Early field testing being done by Canadian, Gary Lewis of Bio Agtive
A battle is raging beneath the bobbing heads of Ian Linklater’s wheat crop in the red, loamy soils of Gol Gol.
In this break-your-heart farming land near the Murray River, north of Mildura, the enemies are drought, nutrient depletion, salt and rising farming costs.
The battle’s unlikely heroes are Mr Linklater and his 400-horsepower, oxygen-sucking, diesel-guzzling, carbon-spewing tractor.
International debate rages over the cost and plausibility of reducing greenhouse gas emissions from coal-fired power stations by pumping carbon underground.
But Mr Linklater is literally plowing ahead, injecting his tractor’s fossil fuel exhaust fumes directly into the ground, where they enhance the biochemical interaction between plants and soil microbes.
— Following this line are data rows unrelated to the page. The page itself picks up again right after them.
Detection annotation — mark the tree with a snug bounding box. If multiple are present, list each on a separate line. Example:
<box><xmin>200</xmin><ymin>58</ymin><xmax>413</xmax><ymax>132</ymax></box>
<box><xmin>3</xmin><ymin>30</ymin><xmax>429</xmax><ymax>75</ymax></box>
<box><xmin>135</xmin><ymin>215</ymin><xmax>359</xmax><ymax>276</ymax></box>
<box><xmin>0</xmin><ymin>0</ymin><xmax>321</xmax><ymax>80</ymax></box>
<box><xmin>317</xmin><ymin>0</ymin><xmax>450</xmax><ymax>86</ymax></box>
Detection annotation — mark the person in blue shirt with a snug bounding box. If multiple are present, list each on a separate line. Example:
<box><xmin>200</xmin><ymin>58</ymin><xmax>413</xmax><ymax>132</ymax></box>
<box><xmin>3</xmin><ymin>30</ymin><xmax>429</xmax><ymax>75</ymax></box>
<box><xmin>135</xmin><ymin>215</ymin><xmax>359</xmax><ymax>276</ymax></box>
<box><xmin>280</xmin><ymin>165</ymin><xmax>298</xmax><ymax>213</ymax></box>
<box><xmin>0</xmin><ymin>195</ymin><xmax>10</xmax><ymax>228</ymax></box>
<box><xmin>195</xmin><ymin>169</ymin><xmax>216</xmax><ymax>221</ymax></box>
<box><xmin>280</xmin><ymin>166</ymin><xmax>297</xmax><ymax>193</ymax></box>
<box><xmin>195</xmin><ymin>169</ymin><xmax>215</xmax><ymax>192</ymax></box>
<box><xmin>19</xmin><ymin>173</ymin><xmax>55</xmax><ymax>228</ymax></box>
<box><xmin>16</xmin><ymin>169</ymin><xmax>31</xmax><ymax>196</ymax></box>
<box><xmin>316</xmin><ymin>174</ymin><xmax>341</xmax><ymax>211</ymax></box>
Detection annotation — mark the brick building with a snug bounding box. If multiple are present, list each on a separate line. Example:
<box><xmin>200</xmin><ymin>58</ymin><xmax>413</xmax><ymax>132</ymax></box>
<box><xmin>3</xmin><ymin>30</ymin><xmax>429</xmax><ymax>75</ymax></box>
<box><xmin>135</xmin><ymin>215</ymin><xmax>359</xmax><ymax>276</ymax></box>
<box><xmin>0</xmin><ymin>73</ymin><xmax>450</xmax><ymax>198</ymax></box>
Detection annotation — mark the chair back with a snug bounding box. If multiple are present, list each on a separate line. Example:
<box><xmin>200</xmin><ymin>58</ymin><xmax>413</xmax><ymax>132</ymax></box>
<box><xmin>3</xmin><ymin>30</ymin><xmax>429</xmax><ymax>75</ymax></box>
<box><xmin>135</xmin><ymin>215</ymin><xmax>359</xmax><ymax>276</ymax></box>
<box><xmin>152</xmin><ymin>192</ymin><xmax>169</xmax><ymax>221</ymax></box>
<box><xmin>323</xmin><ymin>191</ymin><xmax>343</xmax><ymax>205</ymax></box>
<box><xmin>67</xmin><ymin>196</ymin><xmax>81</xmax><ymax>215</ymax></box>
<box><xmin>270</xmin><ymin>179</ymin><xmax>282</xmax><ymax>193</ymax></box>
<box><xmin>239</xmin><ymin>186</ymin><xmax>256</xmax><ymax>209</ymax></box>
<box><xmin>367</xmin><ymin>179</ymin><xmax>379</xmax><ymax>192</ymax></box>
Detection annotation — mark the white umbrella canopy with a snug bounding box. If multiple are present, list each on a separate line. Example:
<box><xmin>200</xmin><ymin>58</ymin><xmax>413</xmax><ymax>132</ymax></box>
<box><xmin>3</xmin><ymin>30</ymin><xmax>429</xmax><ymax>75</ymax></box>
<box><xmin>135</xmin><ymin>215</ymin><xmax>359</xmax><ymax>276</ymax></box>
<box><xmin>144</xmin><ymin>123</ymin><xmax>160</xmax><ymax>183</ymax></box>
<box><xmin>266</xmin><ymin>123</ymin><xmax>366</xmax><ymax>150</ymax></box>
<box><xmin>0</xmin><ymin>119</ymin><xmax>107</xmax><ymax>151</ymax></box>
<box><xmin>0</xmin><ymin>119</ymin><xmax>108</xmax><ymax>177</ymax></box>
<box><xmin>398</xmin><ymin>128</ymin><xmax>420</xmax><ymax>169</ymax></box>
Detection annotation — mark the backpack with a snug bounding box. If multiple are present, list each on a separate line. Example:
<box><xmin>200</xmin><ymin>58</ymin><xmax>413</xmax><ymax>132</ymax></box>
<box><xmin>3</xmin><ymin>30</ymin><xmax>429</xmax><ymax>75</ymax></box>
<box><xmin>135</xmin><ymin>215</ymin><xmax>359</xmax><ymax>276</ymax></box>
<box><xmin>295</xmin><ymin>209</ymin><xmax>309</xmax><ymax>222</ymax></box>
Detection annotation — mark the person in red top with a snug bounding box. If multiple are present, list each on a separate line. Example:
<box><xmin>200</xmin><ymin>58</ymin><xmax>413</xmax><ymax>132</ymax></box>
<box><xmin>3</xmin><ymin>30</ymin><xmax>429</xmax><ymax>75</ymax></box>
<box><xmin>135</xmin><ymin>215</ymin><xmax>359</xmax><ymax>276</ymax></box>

And it seems his home-grown version of carbon sequestration, introduced in 2007, is getting results, with this year’s crop, aided by better rainfall, his best since 2001.
“It might not seem that emissions from one tractor could do a lot, but per hectare it emits 1100 kilos of carbon,” Mr Linklater says.
Adapting methods developed by Canadian farmer Gary Lewis, of BioAgtive Technologies, Mr Linklater spent $20,000 customising equipment that cools the tractor’s fumes to 30 degrees then expels them into the soil as gas fertilizer when he sows his crop.
His trials, which are being replicated in Canada, Britain and South Africa, are gaining global attention and are now the focus of scientific research. ”When I heard about it, I listened and the science of it seemed to make sense, but with fertilizer costs at about $1200 to $1500 a ton, the economics of it got me into gear,” Mr Linklater says.
At today’s prices it would have cost him $500,000 in phosphorous and nitrogen fertilisers to prepare 3900 hectares for planting. But in the two years since he and his sons began trialling the new technique, no fertiliser has been applied. The saving is enough to wipe a healthy chunk off the debt that he, like many drought-stricken farmers, has racked up through years of meagre rain and below-break-even wheat prices.
Political debate continues over inclusion of agriculture in Australia’s emissions trading scheme, but Mr Linklater says farmers have nothing to fear from such a scheme. ”It’s coming anyway, regardless of what happens in Australia. Governments around the world are moving ahead with carbon taxes and we will all have to pay.”
The Federal Opposition has proposed amendments permanently removing agriculture’s methane emissions from an emissions trading scheme while allowing farmers to make money through carbon credits earned from replanting trees and storing carbon in the soil.
The Government has delayed a decision on agriculture, which accounts for 18 per cent of the nation’s greenhouse gases, until 2013.”